I’m working on a web application that handles lots of Google Docs integration. My site gets around 1000 new documents monthly and about 100 new users each week.

What I’m trying to accomplish:

  • When a user visits my site’s document section
  • They should see only the documents they have permission to view

I found that you can check permissions for individual documents one by one, but this seems inefficient. Is there any way to get a complete list of all documents a specific user can access through a single API call?

Right now it looks like I would need to:

  1. Loop through thousands of documents
  2. Check each document’s permission settings
  3. Verify if the current user has access
  4. Filter the results

This approach seems very resource intensive when dealing with large numbers of documents. There must be a better way to handle this, right? Any suggestions would be really helpful.

You’re absolutely right - looping through each document would be a nightmare at your scale. I hit this exact problem building a similar system last year. Flip your approach: instead of checking permissions on documents, query for documents the user can already access. Use Google Drive API’s files.list endpoint with proper query parameters and your performance issues disappear. I’d also add caching since even optimized API calls pile up with 100 new users weekly. We cache permission results for 15-20 minutes and it cuts API calls dramatically for popular documents. One heads up - shared drives work differently than regular Drive files, so handle those separately if your users need them.

the drive api’s files.list is perfct for this. just use the ‘q’ parameter to filter by user perms, like q='[email protected]' in readers or '[email protected]' in writers. way faster than going through each doc one by one!

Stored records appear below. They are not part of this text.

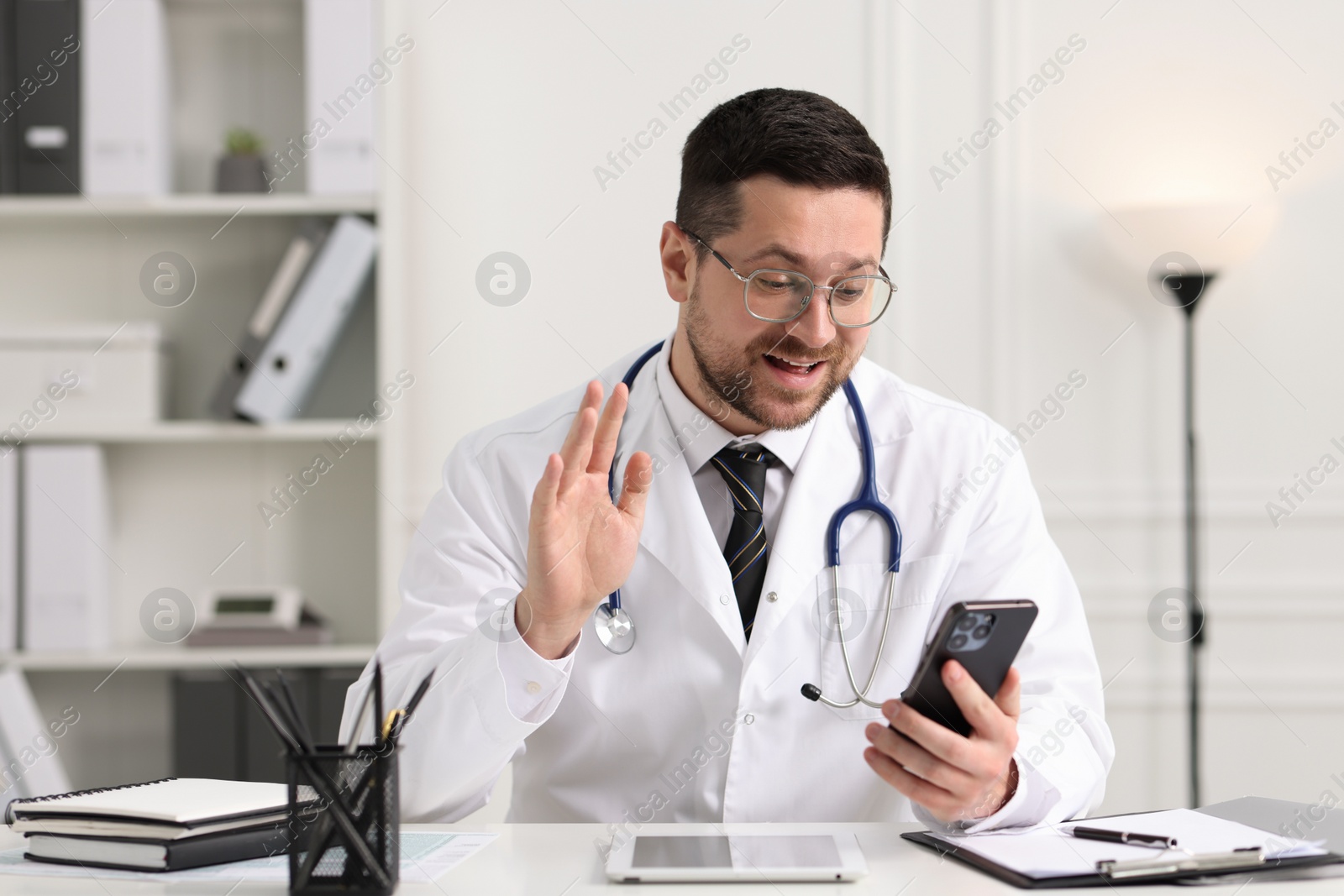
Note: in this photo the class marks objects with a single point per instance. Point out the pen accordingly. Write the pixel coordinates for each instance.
(396, 719)
(1124, 837)
(378, 700)
(300, 725)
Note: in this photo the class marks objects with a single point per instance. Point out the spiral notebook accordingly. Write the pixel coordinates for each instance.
(165, 809)
(158, 825)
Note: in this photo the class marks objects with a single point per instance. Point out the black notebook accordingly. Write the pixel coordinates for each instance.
(134, 853)
(165, 825)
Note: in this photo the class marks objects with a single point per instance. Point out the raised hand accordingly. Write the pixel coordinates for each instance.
(581, 547)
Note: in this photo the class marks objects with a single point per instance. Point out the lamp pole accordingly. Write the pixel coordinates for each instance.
(1189, 289)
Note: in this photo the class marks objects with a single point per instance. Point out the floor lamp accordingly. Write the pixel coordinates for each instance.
(1187, 289)
(1218, 235)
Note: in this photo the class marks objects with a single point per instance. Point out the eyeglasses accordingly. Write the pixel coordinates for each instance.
(780, 296)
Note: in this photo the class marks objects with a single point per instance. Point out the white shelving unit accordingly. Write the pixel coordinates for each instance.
(186, 490)
(185, 206)
(155, 432)
(170, 658)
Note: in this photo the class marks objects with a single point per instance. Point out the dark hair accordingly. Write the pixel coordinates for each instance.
(797, 136)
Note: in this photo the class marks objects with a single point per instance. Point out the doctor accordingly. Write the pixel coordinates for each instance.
(732, 450)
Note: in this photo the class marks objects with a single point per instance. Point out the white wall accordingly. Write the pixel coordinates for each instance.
(501, 112)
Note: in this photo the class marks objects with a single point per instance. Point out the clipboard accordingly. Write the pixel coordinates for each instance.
(1097, 879)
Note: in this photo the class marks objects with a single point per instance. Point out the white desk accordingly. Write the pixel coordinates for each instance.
(559, 860)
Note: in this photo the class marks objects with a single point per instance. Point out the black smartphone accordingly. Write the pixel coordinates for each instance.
(984, 637)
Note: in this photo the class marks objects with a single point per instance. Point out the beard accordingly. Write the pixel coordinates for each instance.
(726, 372)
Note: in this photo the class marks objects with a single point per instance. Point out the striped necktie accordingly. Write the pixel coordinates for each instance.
(746, 550)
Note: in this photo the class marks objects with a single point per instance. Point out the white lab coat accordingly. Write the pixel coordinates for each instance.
(696, 723)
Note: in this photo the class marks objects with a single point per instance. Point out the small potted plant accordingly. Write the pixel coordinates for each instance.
(242, 170)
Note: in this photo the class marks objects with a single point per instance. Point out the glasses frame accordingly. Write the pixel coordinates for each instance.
(831, 309)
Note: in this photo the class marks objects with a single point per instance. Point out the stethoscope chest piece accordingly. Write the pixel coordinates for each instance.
(615, 627)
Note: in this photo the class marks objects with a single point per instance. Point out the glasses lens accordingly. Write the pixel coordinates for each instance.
(777, 295)
(858, 301)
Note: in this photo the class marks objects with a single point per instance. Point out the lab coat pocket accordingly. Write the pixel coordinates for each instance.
(858, 610)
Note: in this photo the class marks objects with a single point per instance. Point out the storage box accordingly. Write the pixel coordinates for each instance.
(81, 372)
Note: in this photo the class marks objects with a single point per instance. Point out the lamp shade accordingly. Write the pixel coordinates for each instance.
(1215, 235)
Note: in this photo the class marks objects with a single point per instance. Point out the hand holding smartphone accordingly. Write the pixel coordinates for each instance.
(984, 637)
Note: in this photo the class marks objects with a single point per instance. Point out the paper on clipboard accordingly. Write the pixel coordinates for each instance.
(1053, 852)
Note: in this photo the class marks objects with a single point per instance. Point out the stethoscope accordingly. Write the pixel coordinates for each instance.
(616, 629)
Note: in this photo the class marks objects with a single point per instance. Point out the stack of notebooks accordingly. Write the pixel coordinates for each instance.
(159, 825)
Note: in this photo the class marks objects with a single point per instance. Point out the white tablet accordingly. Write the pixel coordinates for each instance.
(732, 857)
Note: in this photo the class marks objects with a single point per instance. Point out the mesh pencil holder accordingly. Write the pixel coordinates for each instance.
(343, 809)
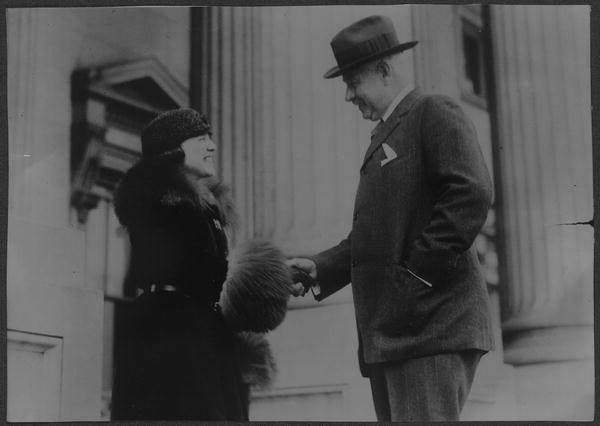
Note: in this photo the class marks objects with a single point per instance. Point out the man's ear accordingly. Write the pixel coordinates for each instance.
(385, 70)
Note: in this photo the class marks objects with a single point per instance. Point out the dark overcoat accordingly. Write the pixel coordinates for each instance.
(175, 358)
(419, 211)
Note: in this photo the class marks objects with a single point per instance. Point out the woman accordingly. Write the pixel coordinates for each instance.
(176, 357)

Been dealing with this exact scenario for about two years now. The key insight is understanding that Google’s permissions system works better when you query from the user’s perspective rather than the document’s perspective. What worked for me was implementing a hybrid approach - use the Drive API to get the user’s accessible documents first, then maintain a local mapping table that gets updated whenever permissions change. This avoids the massive overhead of real-time permission checking. Also worth noting that you’ll want to handle different permission types (owner, editor, viewer) separately in your queries since they behave differently. The performance difference is substantial - went from 30+ second load times to under 2 seconds for users with access to hundreds of documents.